The toad R. arenarum is a species with an extensive reproductive season (Gallardo, 1974). Spermatogenic wave starts in October, when there is a great number of spermatogonia and scarce spermatocytes and spermatids (Burgos and Mancini, 1948). This is a species with a dissociated reproductive pattern, since the reproductive behavior in males is associated with low levels of plasma androgens due to a decrease in the activity of CypP450c17 (Canosa and Ceballos, 2002a, Canosa et al., 2003, Fernández Solari et al., 2002).

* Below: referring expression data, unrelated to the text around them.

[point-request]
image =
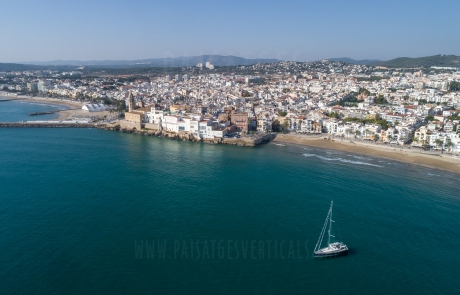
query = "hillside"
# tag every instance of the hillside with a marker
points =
(426, 62)
(183, 61)
(354, 61)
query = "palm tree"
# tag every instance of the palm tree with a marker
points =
(449, 145)
(439, 142)
(357, 133)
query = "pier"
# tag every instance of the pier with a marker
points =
(47, 124)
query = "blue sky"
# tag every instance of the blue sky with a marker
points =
(289, 30)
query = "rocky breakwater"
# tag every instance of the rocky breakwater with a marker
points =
(46, 125)
(244, 141)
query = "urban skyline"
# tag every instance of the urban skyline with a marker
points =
(291, 30)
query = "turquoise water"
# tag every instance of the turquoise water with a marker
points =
(77, 204)
(15, 111)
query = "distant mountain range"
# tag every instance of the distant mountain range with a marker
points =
(183, 61)
(439, 60)
(354, 61)
(220, 60)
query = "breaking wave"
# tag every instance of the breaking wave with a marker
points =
(341, 160)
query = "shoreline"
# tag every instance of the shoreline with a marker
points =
(56, 101)
(414, 157)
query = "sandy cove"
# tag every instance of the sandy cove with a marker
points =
(75, 106)
(64, 102)
(442, 162)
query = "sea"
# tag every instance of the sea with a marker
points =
(88, 211)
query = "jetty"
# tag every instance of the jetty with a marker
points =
(49, 112)
(248, 141)
(47, 124)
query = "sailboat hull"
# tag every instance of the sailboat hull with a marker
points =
(334, 249)
(330, 254)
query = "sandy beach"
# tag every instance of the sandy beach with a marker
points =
(74, 111)
(65, 102)
(412, 156)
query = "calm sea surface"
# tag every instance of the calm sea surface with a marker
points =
(85, 211)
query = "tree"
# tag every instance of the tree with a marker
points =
(276, 126)
(285, 126)
(357, 132)
(282, 113)
(439, 142)
(449, 145)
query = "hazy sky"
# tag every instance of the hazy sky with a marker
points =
(289, 30)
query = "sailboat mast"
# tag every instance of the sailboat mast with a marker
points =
(330, 225)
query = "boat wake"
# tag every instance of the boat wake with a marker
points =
(341, 160)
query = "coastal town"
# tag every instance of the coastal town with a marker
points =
(338, 100)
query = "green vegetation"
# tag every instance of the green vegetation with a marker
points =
(454, 117)
(372, 78)
(454, 86)
(365, 91)
(381, 100)
(385, 125)
(246, 93)
(276, 126)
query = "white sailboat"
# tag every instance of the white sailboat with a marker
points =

In species from the Ranidae family, it has been demonstrated that plasma estradiol is produced by the testes (Fasano et al., 1989, Varriale et al., 1986). However, in R. arenarum testes do not express aromatase activity and the main source of plasma estradiol in the toad is the Bidder organ (BO), a structure which is characteristic from the Bufonidae family (Scaia et al., 2011, Scaia et al., 2013). Plasma estradiol levels are low during the pre-reproductive season and they increase gradually during the reproductive season, reaching the highest values during the post-reproductive season (Scaia et al., 2013).

Although the effect of estradiol on testicular physiology has been investigated in frogs, the role of estradiol on testicular steroidogenesis and spermatogenesis in bufonids still remains unexplored. In the present study we analyze the relationship between estradiol and testicular steroidogenic enzymes, apoptosis and proliferation in R. arenarum.